Following the recent Skyrim update that re-enabled paid mods through the new unified Creations platform, I had a brief chat with Skyblivion lead developer Rebelzize.

The introduction of Creations caused a bit of a split within the still-vibrant Skyrim modding community. Whereas most modders have sworn they would never join the Verified Creator Program to release paid mods, others like Elianora (who has released a lot of free mods for all Bethesda games, as you can see on Nexus) went in the opposite direction. She has already released Shadetree Lodge, a detailed and cozy player home near the water.

Speaking to VG247, Elianora commented that some fellow mod creators and mod users have remained behind the times, failing to catch up to the fact that content creators are now regularly being compensated for their work.

When Oblivion and Morrowind modding started (and earlier Fallouts), we didn’t have PayPal or Patreon, and Ko-Fi wasn’t a thing. I believe people got used to everything being free, and people made content because they wanted to make it, and when new ways for content creators to get compensated for their work have popped up, the Bethesda modding hivemind didn’t quite catch up.

Being able to work on things I love with some of the most phenomenal devs in the industry and getting paid to do it is just too good an opportunity to pass up. Creations can be a massive opportunity for a lot of the community’s best creators to get to earning a stable keep instead of the occasional donation from a grateful fan and to get their foot through the door towards Bethesda and the game industry.

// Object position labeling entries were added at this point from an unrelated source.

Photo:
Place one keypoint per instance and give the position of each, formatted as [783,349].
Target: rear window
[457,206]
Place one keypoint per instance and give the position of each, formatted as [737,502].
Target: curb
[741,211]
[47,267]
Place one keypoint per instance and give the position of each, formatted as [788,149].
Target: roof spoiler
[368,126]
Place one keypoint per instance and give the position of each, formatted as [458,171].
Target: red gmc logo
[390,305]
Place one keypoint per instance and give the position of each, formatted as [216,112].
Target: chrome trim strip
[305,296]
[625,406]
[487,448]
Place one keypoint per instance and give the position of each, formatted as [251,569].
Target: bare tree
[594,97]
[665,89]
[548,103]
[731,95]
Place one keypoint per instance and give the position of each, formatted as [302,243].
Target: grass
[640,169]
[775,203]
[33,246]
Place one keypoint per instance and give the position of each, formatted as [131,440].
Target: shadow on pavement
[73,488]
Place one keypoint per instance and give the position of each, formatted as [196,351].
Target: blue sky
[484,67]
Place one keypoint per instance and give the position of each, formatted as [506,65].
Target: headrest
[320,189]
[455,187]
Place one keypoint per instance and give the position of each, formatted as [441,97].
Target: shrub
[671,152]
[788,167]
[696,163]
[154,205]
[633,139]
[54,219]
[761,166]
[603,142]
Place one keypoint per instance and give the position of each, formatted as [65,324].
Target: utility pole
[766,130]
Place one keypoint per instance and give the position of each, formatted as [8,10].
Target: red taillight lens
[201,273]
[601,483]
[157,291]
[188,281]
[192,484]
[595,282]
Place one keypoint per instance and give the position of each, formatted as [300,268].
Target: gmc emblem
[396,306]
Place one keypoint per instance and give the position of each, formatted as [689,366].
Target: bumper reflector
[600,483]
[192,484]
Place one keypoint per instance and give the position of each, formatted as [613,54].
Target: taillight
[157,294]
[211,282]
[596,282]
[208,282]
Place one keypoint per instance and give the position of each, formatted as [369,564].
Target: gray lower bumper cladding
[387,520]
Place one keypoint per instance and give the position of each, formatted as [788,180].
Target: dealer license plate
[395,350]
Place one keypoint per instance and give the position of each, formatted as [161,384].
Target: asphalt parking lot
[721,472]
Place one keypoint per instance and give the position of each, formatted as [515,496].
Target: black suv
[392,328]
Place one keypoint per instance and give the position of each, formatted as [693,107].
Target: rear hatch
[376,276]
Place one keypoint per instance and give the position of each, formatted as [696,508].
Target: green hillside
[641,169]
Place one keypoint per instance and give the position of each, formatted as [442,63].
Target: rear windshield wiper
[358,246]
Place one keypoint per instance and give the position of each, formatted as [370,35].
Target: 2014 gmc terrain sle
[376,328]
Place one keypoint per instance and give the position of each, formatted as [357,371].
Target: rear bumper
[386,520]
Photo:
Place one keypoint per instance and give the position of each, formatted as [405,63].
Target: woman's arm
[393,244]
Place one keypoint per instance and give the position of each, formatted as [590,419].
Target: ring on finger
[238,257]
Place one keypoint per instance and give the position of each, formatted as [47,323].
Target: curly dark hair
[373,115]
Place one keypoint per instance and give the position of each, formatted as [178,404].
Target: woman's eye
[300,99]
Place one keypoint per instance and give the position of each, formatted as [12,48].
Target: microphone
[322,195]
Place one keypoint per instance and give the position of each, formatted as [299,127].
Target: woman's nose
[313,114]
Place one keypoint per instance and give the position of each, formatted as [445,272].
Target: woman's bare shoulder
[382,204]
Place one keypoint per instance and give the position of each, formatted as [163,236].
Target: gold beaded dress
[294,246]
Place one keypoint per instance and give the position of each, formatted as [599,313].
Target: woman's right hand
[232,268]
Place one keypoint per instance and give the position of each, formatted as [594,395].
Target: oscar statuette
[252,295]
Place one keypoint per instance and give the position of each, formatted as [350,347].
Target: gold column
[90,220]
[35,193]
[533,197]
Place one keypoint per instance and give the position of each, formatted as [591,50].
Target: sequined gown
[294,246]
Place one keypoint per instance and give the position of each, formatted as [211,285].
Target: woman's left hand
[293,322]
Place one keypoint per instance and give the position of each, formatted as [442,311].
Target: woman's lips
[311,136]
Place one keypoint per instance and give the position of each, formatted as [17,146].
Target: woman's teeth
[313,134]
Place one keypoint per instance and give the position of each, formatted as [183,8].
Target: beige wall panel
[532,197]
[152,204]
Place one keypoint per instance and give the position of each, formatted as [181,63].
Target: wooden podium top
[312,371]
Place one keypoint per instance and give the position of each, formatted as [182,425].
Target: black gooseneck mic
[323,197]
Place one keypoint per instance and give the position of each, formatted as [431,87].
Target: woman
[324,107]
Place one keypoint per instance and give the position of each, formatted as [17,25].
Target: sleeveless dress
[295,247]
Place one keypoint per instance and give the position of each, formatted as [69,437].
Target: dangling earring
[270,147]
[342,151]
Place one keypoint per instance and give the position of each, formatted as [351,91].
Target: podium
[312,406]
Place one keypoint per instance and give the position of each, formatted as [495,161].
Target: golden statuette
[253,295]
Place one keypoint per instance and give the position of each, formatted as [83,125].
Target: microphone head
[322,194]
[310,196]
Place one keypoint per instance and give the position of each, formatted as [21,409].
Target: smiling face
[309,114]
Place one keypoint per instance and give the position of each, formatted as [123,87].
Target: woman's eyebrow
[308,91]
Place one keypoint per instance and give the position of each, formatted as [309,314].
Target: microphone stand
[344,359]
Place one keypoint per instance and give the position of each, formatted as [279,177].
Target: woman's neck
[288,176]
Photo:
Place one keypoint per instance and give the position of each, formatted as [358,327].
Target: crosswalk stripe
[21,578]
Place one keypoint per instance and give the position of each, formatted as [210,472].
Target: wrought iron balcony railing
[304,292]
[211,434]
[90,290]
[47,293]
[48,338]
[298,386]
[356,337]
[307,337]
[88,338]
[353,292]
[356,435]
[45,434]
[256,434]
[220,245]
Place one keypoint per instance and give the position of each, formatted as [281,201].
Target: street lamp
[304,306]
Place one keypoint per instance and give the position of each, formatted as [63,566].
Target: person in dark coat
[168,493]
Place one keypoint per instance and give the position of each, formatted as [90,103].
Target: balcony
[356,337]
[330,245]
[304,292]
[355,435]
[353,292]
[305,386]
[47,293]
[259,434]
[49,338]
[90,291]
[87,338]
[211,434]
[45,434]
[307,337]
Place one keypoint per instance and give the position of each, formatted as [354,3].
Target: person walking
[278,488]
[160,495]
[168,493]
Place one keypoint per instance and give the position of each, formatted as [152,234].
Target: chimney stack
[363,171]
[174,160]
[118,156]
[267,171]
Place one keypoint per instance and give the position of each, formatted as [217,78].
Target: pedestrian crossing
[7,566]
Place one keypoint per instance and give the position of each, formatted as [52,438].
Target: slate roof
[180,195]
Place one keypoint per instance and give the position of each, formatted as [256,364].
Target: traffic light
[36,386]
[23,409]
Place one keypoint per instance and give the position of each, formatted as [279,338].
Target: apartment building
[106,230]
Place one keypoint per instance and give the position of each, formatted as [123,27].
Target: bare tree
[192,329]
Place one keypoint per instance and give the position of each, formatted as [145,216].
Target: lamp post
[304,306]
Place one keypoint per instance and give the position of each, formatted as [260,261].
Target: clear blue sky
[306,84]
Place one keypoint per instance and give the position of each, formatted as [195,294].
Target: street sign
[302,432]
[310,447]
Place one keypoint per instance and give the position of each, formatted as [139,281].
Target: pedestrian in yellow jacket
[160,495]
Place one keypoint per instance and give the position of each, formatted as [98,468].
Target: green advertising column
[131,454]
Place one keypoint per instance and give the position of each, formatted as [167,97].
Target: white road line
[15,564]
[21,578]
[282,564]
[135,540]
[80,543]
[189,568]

I asked Skyblivion lead Rebelzize (whom I previously interviewed on the impact that NVIDIA’s RTX Remix platform could have on modding) his take on Bethesda’s Creations and Elianora’s decision to support the new platform. Here’s what he told me:

I put myself behind Elianora on this matter. Although I’ve personally never paid for a mod directly and probably never will because I’m a cheapskate, I do support the option for people to monetize their work.
We have already seen this in the form of Ko-Fi, Patreon, and good old PayPal donations, all of which I have used or am currently using to support mod authors that create mods that I use or have used a lot. I don’t mind supporting mod authors at all, but most likely, I will pass on paid mods unless something crazy is created that I think will absolutely be worth the value. At the end of the day, it is the right of the modder to make their work paid, just as much as it’s the user’s right not to buy it.

That’s not to say the Skyblivion total conversion mod project (currently slated to launch in 2025) will become paid. The same goes with similar projects like Beyond Skyrim, which will remain free as well, the creators told me. These multi-year mod projects have long promised they would be free, and it would be a betrayal of the community’s trust to change that at this point.

On the other hand, I agree with Rebelzize that modders like Elianora should have the freedom to make their new work paid. The fact that mods used to be free is mostly owed to the previous lack of platforms that could be used to monetize their work.

That’s all changed now, and content creators are completely free to decide whether access to their work should require compensation, just as the users will be able to choose whether to acquire them or not. After all, Roblox and more recently Fortnite have clearly paved the way forward for user-generated content.